Actually while I'm on the subject of Whidbey, I was surprised that it doesn't seem to provide a general purpose authentication mechanism other than IsInRole. Roles are good for some things, but they are too course-grained for deciding whether a button is visible or not, or whether a user can delete items from a table. There can potentially be hundreds of these fine-grained secured operations scattered throughout your application, and hard-coding role names (if (User.IsInRole(“Manager“)...) throughout your app is not an acceptable solution in my opinion because it limits the ability to redefine the permissions of each role later on without touching code.

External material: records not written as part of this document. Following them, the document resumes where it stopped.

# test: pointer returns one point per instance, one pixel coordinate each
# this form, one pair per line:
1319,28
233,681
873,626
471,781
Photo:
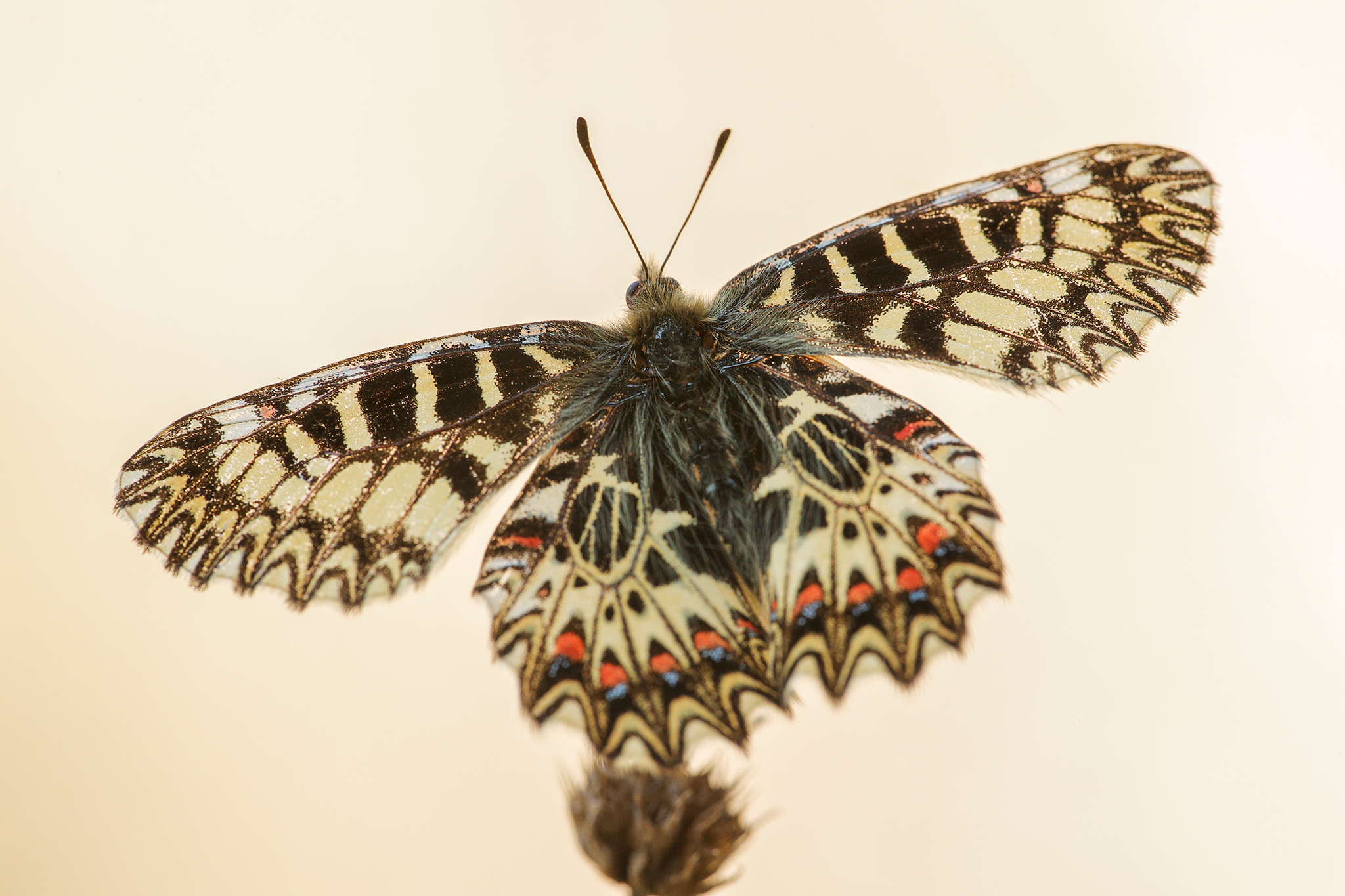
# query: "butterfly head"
651,289
671,343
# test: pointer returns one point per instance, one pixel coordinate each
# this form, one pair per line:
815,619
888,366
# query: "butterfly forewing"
617,599
1032,277
346,482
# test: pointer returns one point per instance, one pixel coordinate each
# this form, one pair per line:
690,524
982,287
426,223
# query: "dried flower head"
662,832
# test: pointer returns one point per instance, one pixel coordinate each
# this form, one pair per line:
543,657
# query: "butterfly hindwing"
613,597
347,481
887,530
1032,277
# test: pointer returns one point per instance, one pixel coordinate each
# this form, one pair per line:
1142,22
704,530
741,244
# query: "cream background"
202,198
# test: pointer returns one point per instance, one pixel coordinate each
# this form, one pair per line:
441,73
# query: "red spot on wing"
930,536
811,594
571,647
908,430
910,580
858,593
611,675
709,641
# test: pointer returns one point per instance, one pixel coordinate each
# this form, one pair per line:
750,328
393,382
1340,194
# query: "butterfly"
717,503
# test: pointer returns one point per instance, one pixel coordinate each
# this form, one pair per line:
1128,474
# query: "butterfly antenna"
718,151
581,128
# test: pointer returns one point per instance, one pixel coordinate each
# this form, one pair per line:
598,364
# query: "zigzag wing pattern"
613,597
885,534
346,482
1033,277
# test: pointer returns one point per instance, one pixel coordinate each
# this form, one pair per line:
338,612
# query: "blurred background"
200,199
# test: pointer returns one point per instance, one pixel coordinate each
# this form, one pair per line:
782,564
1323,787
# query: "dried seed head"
662,833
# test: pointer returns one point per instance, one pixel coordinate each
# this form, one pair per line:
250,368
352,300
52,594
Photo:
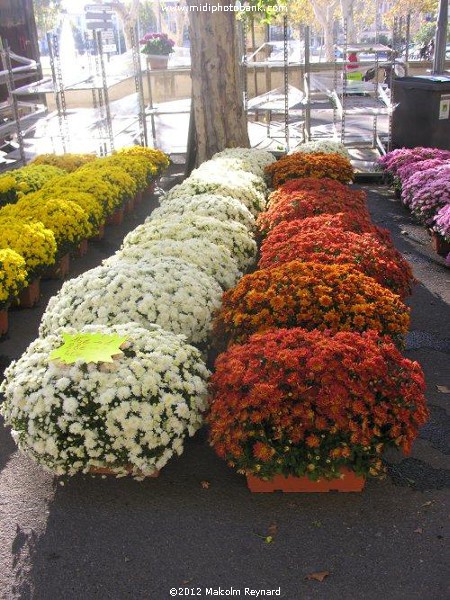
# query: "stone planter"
110,471
157,61
440,245
350,482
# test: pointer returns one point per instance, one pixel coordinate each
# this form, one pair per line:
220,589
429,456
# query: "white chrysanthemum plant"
230,234
223,208
130,415
167,291
242,186
216,261
322,146
252,160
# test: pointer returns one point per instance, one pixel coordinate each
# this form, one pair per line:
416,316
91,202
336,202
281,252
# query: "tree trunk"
324,13
217,95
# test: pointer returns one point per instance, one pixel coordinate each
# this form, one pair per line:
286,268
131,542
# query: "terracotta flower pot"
157,61
60,270
101,233
150,189
350,482
440,245
29,296
109,471
82,248
116,218
129,206
3,321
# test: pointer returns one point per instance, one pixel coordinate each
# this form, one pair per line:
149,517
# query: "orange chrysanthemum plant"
293,402
299,164
301,204
331,245
309,295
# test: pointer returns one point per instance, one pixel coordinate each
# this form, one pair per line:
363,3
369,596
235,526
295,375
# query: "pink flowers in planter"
423,174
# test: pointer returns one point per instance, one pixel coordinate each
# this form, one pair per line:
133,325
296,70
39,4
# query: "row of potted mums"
421,178
313,387
157,295
53,206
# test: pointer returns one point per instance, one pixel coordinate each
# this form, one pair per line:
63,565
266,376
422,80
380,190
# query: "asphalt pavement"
198,531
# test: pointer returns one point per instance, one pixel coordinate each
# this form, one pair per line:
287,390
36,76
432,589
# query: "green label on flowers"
88,347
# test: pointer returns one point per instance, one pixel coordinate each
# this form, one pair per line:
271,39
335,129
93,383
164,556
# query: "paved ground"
119,539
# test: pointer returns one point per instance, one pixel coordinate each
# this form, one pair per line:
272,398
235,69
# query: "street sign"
97,7
99,16
104,25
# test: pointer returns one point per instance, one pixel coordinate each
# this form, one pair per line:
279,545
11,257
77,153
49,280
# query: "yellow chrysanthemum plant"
68,162
136,166
8,189
113,174
34,242
33,177
157,157
68,221
16,184
13,276
105,193
88,202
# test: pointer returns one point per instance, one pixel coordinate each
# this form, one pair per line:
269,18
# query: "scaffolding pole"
7,66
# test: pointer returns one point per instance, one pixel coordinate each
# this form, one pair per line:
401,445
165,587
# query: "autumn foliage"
295,402
310,295
332,245
318,165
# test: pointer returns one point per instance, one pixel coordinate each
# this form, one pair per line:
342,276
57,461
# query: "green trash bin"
421,114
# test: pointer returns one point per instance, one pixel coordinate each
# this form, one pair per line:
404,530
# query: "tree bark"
217,93
324,13
128,16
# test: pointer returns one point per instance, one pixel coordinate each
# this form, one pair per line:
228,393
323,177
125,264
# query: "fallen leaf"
319,576
443,389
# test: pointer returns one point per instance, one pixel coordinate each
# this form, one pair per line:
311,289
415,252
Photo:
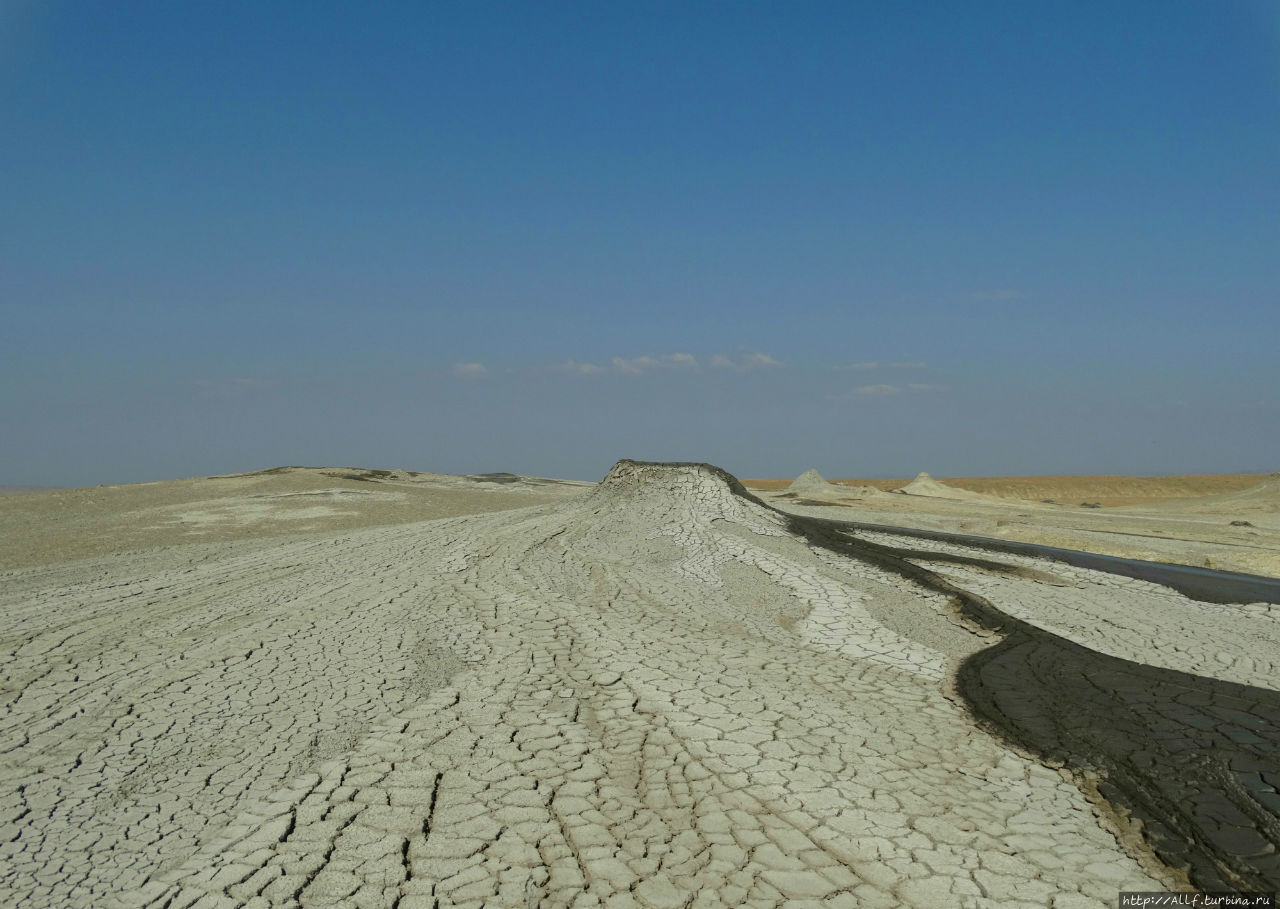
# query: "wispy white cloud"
867,365
758,360
647,364
575,368
745,361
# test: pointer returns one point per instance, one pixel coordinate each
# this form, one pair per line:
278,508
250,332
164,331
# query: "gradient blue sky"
868,238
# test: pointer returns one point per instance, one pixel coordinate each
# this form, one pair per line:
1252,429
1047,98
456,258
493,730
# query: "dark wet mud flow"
1202,584
1194,761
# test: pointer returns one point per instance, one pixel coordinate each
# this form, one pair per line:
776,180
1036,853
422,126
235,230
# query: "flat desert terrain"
334,686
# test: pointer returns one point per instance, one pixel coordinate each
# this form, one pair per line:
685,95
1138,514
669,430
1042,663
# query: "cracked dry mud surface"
661,694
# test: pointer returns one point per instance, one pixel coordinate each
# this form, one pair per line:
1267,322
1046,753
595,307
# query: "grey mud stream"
1194,759
659,693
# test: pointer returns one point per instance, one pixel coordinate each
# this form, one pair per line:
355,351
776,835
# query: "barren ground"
347,688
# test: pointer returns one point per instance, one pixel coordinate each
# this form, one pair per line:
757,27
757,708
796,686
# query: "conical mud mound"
812,483
924,484
662,693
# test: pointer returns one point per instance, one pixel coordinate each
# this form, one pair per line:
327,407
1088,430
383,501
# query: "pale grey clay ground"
648,693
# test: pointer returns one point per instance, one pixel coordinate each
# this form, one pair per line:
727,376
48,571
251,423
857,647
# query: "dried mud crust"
663,693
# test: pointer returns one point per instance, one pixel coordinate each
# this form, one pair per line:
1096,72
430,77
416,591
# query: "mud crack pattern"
659,694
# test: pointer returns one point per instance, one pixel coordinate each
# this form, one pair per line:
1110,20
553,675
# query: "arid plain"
375,688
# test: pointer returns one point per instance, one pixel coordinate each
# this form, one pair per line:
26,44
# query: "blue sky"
868,238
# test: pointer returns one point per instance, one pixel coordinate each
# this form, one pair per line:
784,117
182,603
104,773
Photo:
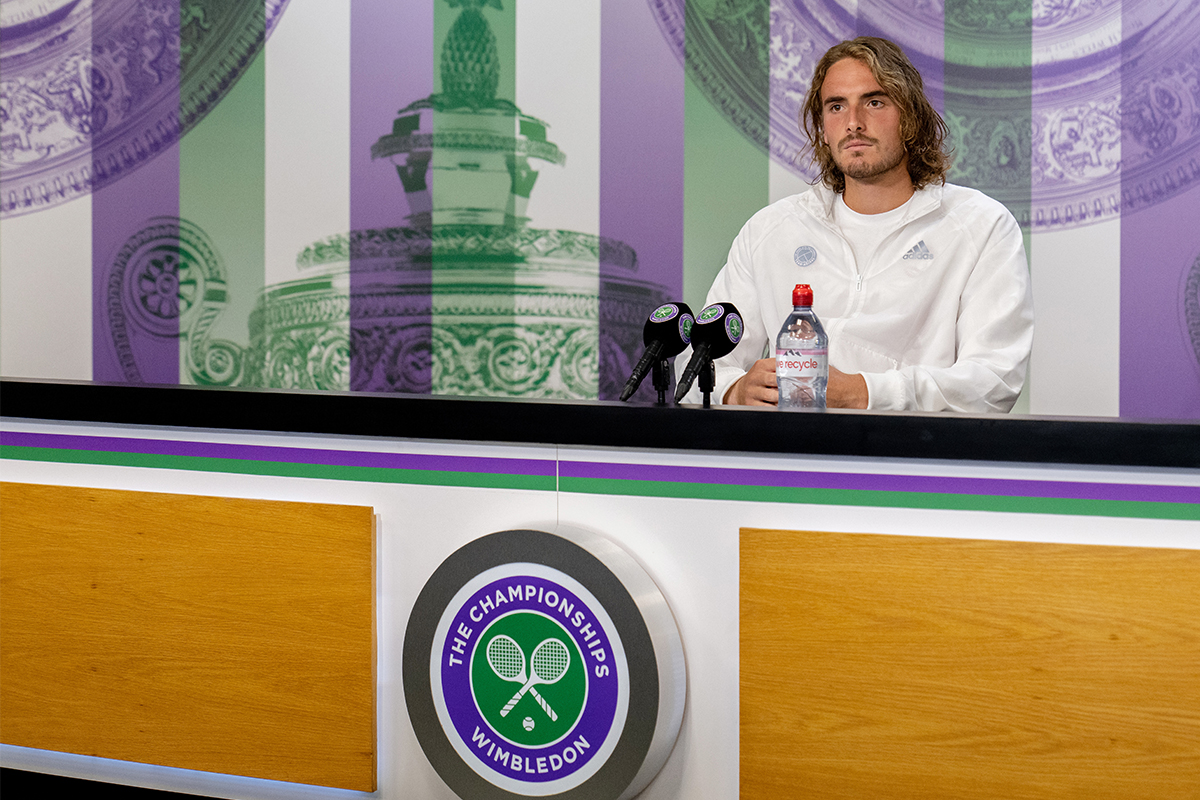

Authorization Manager (or AzMan for short) seems to fit the bill perfectly. However I hesitate to jump in too quickly because I don't see very much buzz about this technology on the web. I'd like to read other people's experience with it. Has anyone tried to use it in a .NET Application?
We finally have a first cut at continuous integration builds going for a large ASP.NET application. We are using CruiseControl.NET and NAnt with great success. I wanted to comment on an unexpected psychological effect I experienced. Continuous integration builds are addicting. OK, I'm not even currently on the development team for this project, just helping them out with their builds, but I still feel the need to check the status of the builds throughout the day. I feel stressed when the build is broken, and relaxed when it is fixed.
Checking the status is made easier by CruiseControl.NET's nifty little notification tray applet that indicates build status by showing green or red. One of the developers on the project is going to buy an Ambient Orb and set it up above his cube to glow green or red based on the build status. CruiseControl.NET also provides a web app that shows you the build results and a log of all check-ins since the last build (Here's an example from CruiseControl.NET's own live build server).
In the past, we only did a full build nightly at 11:00 PM. I'm telling you, it is _so_ much better to know the build is broken in “nearly-real-time” instead of having to wait until the next morning when you came in to find an e-mail from the build machine telling you that something you checked in (or forgot to check in) yesterday broke the nightly build.
At first, I wasn't so sure that CI was a good fit for our project because it's fairly large (about 30 solutions), and can take so long to build (20 min or more on a dual proc build box), plus we are using Visual SourceSafe which doesn't have atomic check-ins which can lead to premature build triggering. (By the way CruiseControl.NET has an elegant low-tech solution to reduce the chance of this with its <modificationDelaySeconds> setting).
Think about continuous integration builds if you aren't doing them. I'm sure lots has been written on why they work, but I can honestly say that I didn't fully “get” it until we actually started doing it. Had I known, I would have gotten them going a long time ago.